The Key Bridge and the I-35W are the same incident type — major bridge, navigable water, catastrophic structural failure — but they are fundamentally different dispatch events. Understanding the difference matters because the no-warning scenario is the more common historical pattern, and the warning scenario is the rare exception.
- With warning: dispatch is a prevention operation. At Key Bridge, the Dali's distress call gave dispatch a 90-second window. Police stopped traffic. The response begins before the MCI. Dispatch's job is executing a rapid bridge closure: calling MTA Police, coordinating the traffic stop, escalating to incident command before the collapse. Most of the life-safety work happens in that window.
- Without warning: dispatch is an assembly operation. At I-35W, there was no warning. Dispatch receives the first calls seconds after the event, not before it. The job becomes assembling an accurate picture from simultaneous fragmented calls, making the initial dispatch decision on incomplete information, and escalating rapidly from "possible major incident" to "confirmed mass casualty event." The response begins after the MCI has already started.

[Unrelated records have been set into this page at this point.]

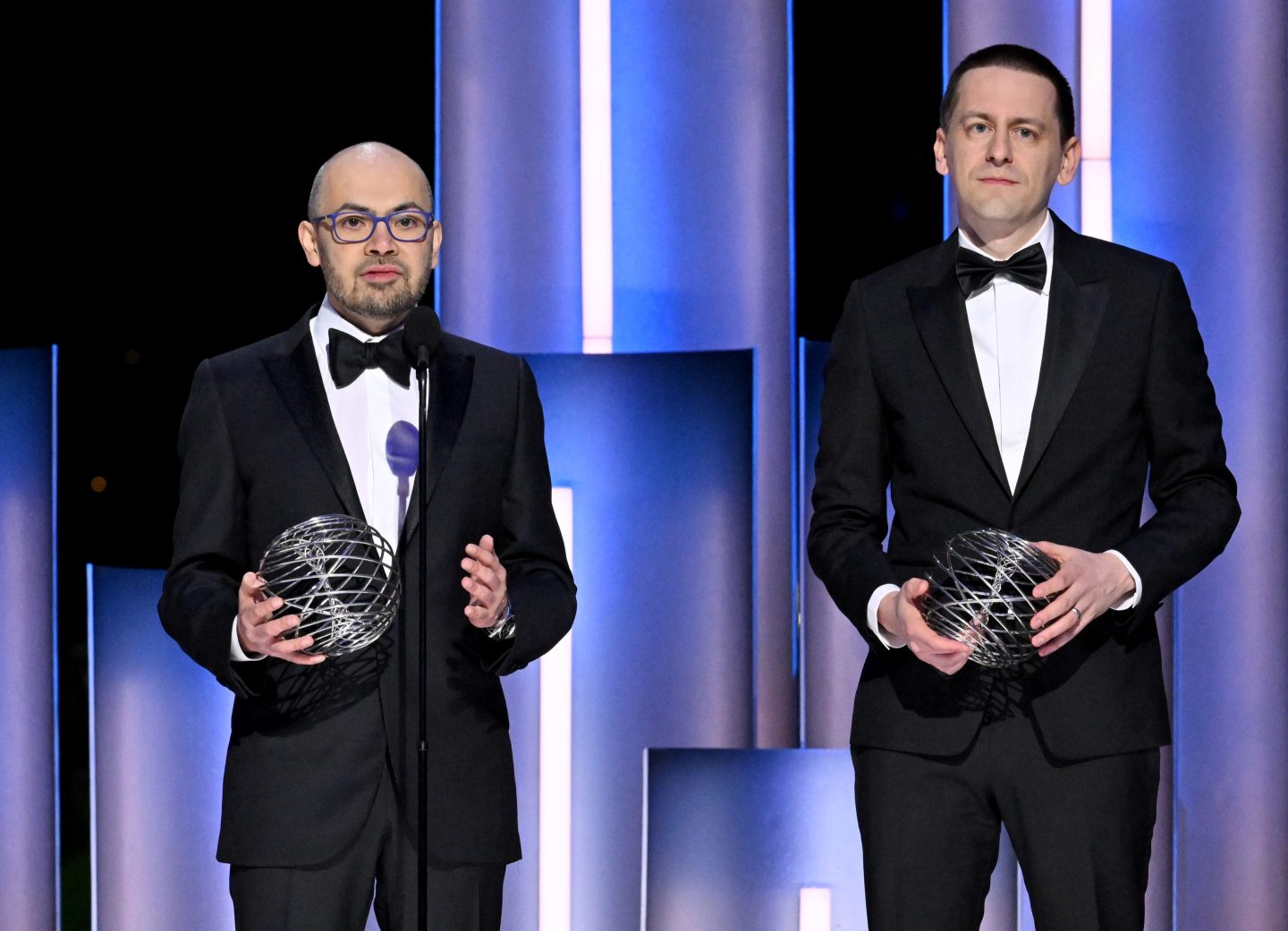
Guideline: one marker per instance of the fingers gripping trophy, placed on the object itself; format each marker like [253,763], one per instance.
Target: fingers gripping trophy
[339,576]
[982,595]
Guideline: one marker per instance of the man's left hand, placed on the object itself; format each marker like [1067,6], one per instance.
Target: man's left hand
[485,582]
[1085,588]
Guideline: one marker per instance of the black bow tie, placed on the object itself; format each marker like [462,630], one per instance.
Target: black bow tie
[1027,267]
[348,358]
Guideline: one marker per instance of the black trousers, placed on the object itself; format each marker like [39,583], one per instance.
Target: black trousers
[930,827]
[381,860]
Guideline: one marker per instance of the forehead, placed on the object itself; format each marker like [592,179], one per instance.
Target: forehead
[379,183]
[1006,91]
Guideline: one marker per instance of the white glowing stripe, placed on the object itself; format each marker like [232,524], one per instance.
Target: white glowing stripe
[1097,119]
[597,179]
[554,829]
[1097,199]
[816,912]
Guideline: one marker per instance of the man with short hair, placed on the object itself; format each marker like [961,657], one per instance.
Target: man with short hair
[319,805]
[1024,377]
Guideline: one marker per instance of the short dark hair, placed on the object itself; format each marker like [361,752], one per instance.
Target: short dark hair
[1018,58]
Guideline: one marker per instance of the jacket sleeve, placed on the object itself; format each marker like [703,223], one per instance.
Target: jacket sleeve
[199,597]
[530,546]
[1189,483]
[852,474]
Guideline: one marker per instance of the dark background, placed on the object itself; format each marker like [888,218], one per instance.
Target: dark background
[134,186]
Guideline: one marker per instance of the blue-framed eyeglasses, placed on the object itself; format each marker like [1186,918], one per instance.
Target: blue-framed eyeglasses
[354,225]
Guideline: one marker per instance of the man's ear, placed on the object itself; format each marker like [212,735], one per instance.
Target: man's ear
[1069,160]
[308,233]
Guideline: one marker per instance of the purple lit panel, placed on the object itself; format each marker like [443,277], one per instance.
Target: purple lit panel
[160,726]
[29,851]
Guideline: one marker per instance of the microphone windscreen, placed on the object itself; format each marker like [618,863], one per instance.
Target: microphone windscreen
[421,334]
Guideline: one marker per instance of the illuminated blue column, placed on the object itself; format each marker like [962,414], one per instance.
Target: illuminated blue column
[509,174]
[701,252]
[29,775]
[1051,27]
[158,729]
[1199,154]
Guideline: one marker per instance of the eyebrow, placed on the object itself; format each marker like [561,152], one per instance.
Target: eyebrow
[982,114]
[363,208]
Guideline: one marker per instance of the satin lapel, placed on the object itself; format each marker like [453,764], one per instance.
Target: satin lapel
[940,317]
[451,377]
[1073,322]
[298,380]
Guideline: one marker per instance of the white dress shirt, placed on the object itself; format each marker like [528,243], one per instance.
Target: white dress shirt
[365,412]
[1007,328]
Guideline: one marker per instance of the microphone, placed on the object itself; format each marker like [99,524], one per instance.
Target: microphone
[421,335]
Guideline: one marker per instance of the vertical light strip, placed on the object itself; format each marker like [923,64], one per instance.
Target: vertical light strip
[1097,119]
[816,908]
[597,178]
[945,72]
[438,140]
[53,573]
[554,779]
[93,751]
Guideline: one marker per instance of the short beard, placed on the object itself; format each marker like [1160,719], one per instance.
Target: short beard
[383,303]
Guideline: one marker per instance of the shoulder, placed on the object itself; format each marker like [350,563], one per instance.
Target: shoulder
[488,360]
[1089,259]
[919,269]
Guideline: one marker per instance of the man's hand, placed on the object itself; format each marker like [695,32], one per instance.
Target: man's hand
[485,582]
[1085,588]
[259,632]
[899,614]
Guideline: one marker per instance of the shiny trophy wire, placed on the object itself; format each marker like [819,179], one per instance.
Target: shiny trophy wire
[339,574]
[982,595]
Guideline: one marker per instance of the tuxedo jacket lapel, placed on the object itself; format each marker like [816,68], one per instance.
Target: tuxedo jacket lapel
[1074,312]
[939,313]
[451,377]
[296,377]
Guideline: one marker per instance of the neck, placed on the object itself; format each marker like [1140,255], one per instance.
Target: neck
[371,326]
[1000,240]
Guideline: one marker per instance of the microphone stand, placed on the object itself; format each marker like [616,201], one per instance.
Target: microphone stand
[423,742]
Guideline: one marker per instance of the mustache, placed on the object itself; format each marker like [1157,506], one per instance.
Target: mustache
[397,263]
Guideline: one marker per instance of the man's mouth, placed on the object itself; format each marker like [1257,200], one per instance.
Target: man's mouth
[381,273]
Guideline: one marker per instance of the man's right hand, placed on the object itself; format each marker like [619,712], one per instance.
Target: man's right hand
[259,632]
[899,615]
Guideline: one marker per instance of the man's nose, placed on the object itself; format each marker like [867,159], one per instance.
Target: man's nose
[381,241]
[1000,148]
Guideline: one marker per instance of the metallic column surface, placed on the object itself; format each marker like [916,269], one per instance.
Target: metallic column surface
[701,251]
[510,176]
[657,450]
[733,834]
[1051,27]
[158,732]
[29,880]
[1199,147]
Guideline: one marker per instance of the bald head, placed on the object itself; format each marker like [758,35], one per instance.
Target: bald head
[366,156]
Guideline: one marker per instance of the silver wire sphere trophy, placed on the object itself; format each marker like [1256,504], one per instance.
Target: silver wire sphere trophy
[339,574]
[982,595]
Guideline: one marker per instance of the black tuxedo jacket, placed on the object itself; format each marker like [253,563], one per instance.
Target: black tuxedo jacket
[259,453]
[1123,397]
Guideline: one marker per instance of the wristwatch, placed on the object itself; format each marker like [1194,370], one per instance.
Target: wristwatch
[505,625]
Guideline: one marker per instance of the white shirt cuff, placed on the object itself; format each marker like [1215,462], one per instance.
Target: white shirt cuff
[1133,599]
[236,653]
[874,603]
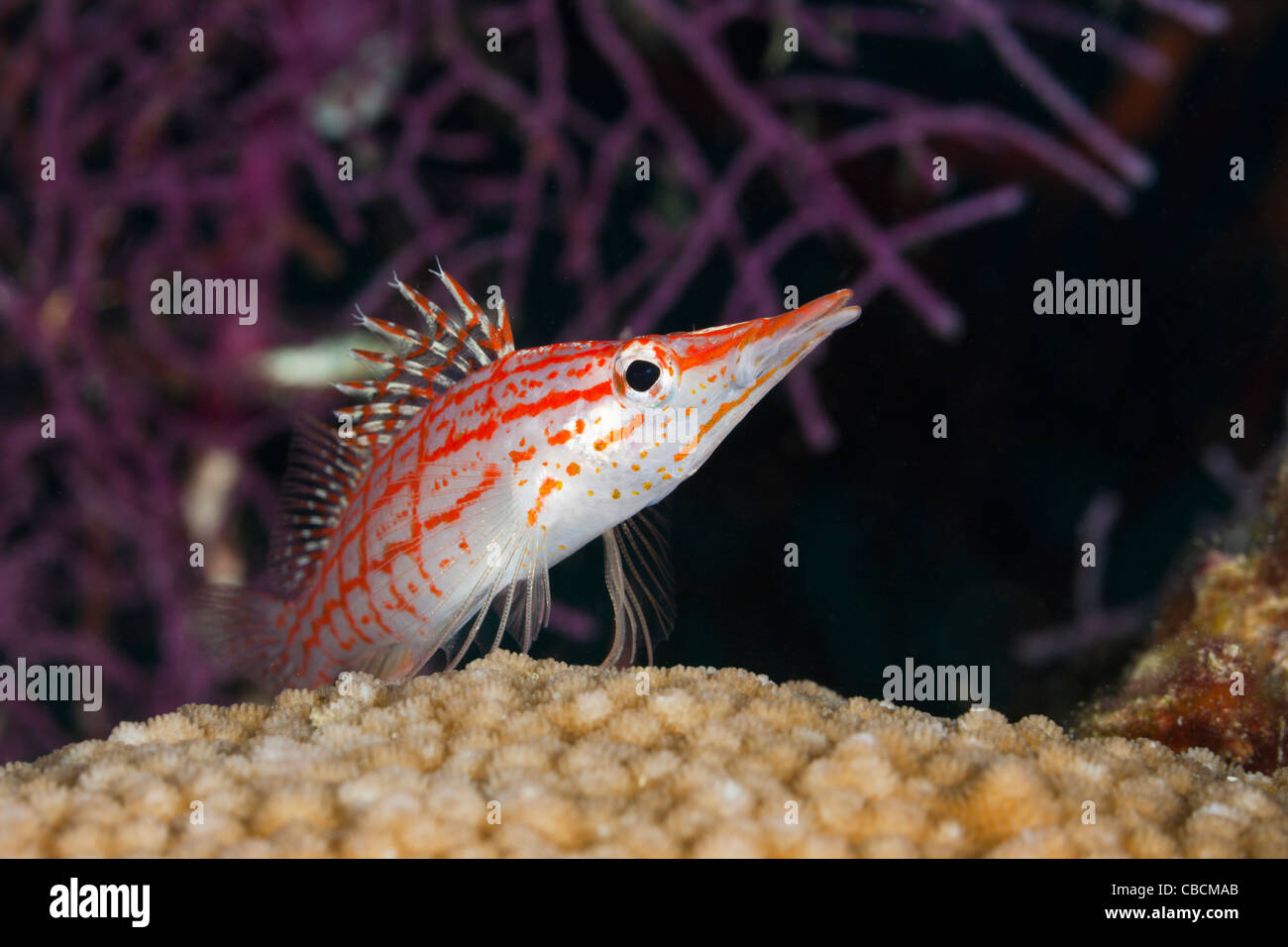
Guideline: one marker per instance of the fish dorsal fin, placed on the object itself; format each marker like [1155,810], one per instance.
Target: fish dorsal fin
[322,474]
[421,365]
[640,583]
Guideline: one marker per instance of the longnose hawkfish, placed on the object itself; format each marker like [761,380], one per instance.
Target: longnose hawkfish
[473,467]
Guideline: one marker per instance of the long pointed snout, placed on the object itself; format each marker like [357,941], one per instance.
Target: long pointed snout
[726,369]
[772,346]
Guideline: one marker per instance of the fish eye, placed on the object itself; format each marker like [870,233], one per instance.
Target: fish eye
[645,371]
[640,375]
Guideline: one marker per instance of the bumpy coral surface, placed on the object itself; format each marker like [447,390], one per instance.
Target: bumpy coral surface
[1216,673]
[514,757]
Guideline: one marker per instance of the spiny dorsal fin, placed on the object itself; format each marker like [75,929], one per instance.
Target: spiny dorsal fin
[423,365]
[322,474]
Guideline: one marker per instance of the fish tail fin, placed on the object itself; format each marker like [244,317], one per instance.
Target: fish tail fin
[245,630]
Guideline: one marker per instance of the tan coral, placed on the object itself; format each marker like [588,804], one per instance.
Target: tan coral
[515,757]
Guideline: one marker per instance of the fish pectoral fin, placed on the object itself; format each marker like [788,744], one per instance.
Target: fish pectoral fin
[640,583]
[526,607]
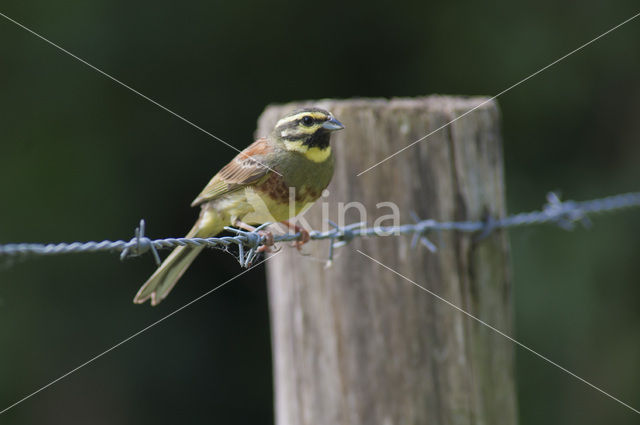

- The accountability problem is worse without warning. At Key Bridge, first responders knew roughly who was on the bridge — a documented construction crew. At I-35W, 111 vehicles at rush hour means no immediate accountability baseline. Who was on the bridge is unknown until the response builds a picture from survivors, witnesses, vehicle registrations, and eventually recovered victims. That gap drives the recovery operation for thirteen days. Dispatch's role is to document everything — every caller who says "I saw a red sedan go off the south side" — because that information may matter days later.
- What I-35W teaches that Key Bridge doesn't: the unwarned collapse. Most infrastructure failures don't send a mayday first. The I-35W bridge fell because a steel gusset plate undersized since original construction finally gave way under construction load added the day of the collapse. There was no signal, no alarm, no pre-event radio traffic. Your first awareness of the event is the calls. Your job is to move from those calls to a coherent mass casualty dispatch as fast as the information allows.